Su realizador, Paulo Carneiro, cuenta que la película nació con la intención de revelar la lucha de un pueblo atravesado por la disección de su territorio, drenado de vida; un pueblo que veía deteriorarse su hogar y difuminarse un futuro que se cubría cada vez más con la mugre del humo industrial y las huellas de forasteros asalariados, extraños a la pertenencia de la tierra. La intención era presenciarlo, hacerlo evidente, convertirlo en denuncia; pero, en el camino, el cine abrió una grieta para hablar de sí mismo, un intersticio donde se interpelaba la voz audaz de una disensión que crece en el silencio, calculando, paciente, la próxima acción defensiva.

Las señales de una voz manifiesta emergen en los intersticios entre realidad e idilio, entre la intención política y el trance lírico que se filtra en las transiciones calculadas de las escenas; en esos zooms que privilegian la mirada curiosa, juguetona, y a veces impaciente, ante la quietud casi ritual del testimonio.
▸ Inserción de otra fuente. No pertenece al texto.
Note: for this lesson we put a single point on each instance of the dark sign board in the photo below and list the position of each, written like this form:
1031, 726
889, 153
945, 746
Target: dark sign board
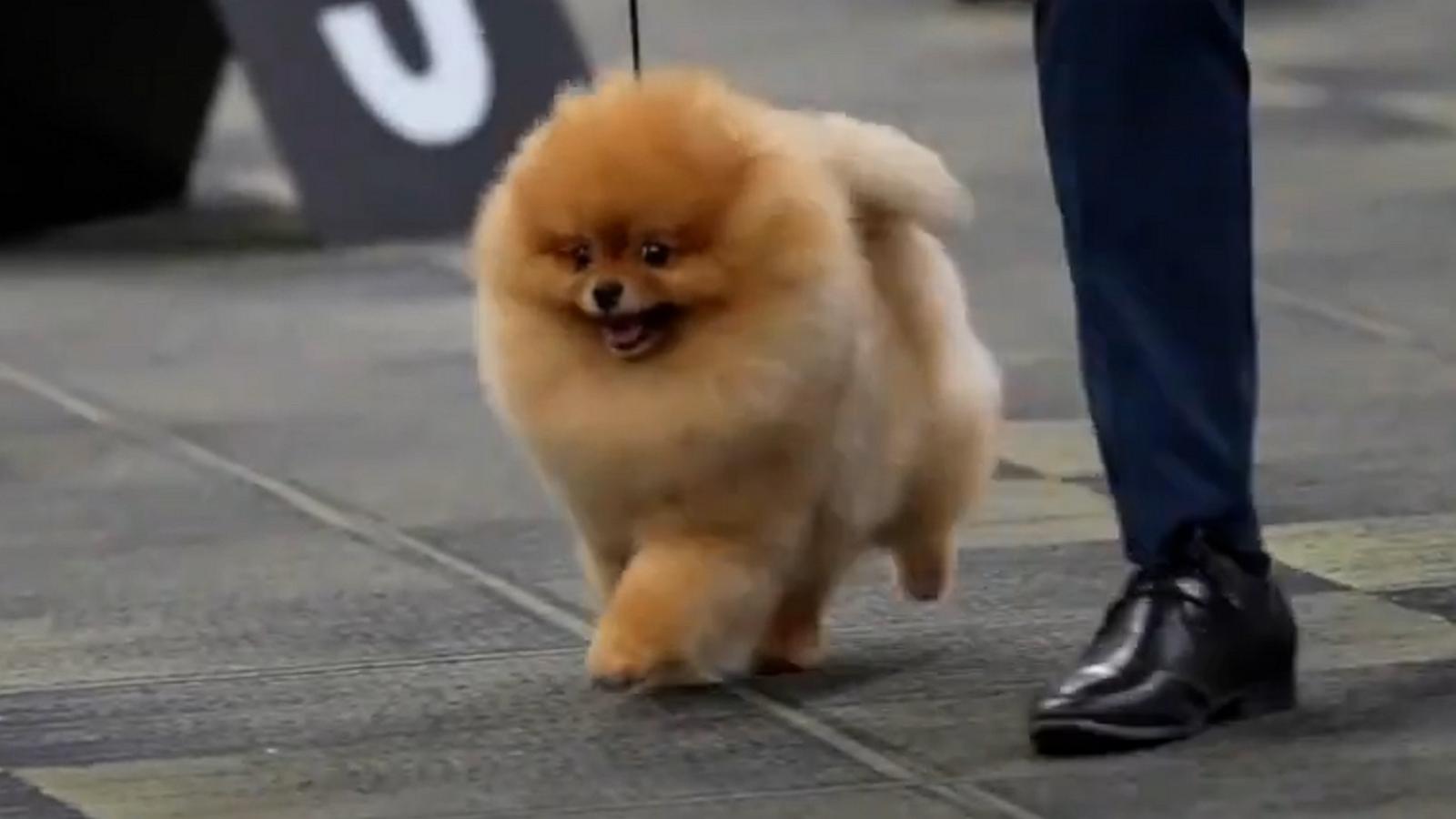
104, 106
393, 114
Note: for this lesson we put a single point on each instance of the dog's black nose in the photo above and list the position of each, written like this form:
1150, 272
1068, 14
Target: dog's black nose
606, 295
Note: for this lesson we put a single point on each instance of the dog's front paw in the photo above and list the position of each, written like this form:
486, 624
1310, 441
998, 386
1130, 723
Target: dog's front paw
622, 661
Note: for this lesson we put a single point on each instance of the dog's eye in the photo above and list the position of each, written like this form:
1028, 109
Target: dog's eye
580, 256
655, 254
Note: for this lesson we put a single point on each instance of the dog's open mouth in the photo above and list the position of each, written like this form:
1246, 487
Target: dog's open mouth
633, 334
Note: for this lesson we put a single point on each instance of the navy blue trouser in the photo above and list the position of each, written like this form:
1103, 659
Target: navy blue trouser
1147, 116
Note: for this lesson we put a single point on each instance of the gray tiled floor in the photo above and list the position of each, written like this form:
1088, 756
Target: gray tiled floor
266, 554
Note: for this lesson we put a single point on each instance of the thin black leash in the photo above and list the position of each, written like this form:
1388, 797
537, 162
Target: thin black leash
637, 40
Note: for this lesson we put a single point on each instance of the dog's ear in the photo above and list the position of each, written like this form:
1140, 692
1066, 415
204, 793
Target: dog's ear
885, 171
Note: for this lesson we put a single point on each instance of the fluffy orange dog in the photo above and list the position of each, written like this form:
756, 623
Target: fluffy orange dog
739, 359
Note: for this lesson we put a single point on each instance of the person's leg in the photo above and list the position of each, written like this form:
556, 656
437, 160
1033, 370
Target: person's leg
1145, 106
1147, 113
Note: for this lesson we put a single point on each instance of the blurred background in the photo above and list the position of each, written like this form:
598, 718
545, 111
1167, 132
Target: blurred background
264, 551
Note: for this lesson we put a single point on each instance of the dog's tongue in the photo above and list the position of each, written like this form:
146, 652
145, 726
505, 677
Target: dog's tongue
625, 336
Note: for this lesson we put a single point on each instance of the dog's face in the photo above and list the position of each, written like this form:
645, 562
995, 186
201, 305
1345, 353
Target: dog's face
631, 212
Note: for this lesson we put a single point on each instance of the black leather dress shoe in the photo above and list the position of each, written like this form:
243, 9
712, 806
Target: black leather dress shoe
1179, 651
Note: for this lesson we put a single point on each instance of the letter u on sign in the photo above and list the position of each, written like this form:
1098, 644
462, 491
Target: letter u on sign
439, 106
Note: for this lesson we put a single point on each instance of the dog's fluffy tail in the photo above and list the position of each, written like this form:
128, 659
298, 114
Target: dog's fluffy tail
888, 174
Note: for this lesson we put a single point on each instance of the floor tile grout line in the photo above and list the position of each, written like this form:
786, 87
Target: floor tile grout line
392, 538
19, 777
280, 672
1354, 319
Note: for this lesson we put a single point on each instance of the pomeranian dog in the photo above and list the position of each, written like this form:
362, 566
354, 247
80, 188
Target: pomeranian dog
739, 359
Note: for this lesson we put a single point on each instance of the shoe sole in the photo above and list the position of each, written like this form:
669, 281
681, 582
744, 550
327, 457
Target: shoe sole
1079, 736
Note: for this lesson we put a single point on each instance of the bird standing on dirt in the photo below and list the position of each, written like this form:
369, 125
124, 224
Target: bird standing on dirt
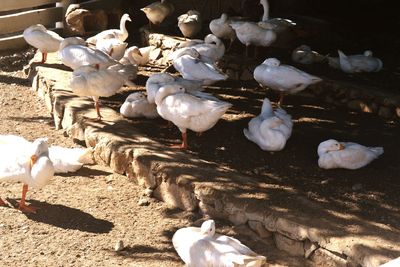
25, 162
44, 40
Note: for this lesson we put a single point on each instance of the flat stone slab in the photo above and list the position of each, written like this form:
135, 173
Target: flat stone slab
298, 225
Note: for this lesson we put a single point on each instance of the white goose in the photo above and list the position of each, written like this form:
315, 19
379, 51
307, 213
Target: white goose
251, 33
156, 12
333, 154
359, 63
190, 66
157, 80
139, 56
201, 246
271, 129
74, 53
136, 105
304, 55
220, 27
89, 80
112, 46
283, 78
190, 23
211, 49
44, 40
120, 34
187, 111
25, 162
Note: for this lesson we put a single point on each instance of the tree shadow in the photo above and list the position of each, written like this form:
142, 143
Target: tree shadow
67, 218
El discurso se despliega como acto performático, enunciativo, alegórico, político e irónico, fluyendo de manera orgánica, como si su existencia dependiera de las contradicciones mismas que lo sostienen, de la tensión viva entre lo que se dice y lo que se sueña, entre lo que observa y lo que resiste.


La Sabana y la Montaña no es una película que idealiza la resistencia de los pueblos por sus recursos y territorios, sino que encarna ese gesto de lucha en un cuerpo poético que, al tiempo que denuncia, también inventa, crea, alegoriza y se manifiesta. Lo hace con naturalidad en el cruce entre la palabra y la imagen, mediante transiciones elípticas, silencios intensos y contemplaciones abruptas que intensifican cada escena.


Existen múltiples maneras de convivir con un estado constante de desigualdad, así como diversas formas de enraizarse a la tierra. La disputa persiste, pero es la voluntad de los seres de barro la que se transforma y se legitima según cada época. En La Sabana y la Montaña, los actos de resistencia trascienden hacia un pacto colectivo de hermandad en defensa libre del territorio, donde la lucha se vuelve poesía: versos que testimonian la herida de la tierra y la entrega de quienes resisten frente a la maquinaria del mundo.


Las películas nacen para movilizar fuerzas colectivas e individuales. No las vemos solo por azar, sino por un impulso vital que resguarda en la mente y en el cuerpo una memoria compartida. Ese impulso nos mueve a favor de la defensa del territorio, a favor de perpetuarlo como poesía, a favor de trascender en el tiempo y en la resiliencia de los pueblos que reconocen en la tierra su lugar de pertenencia.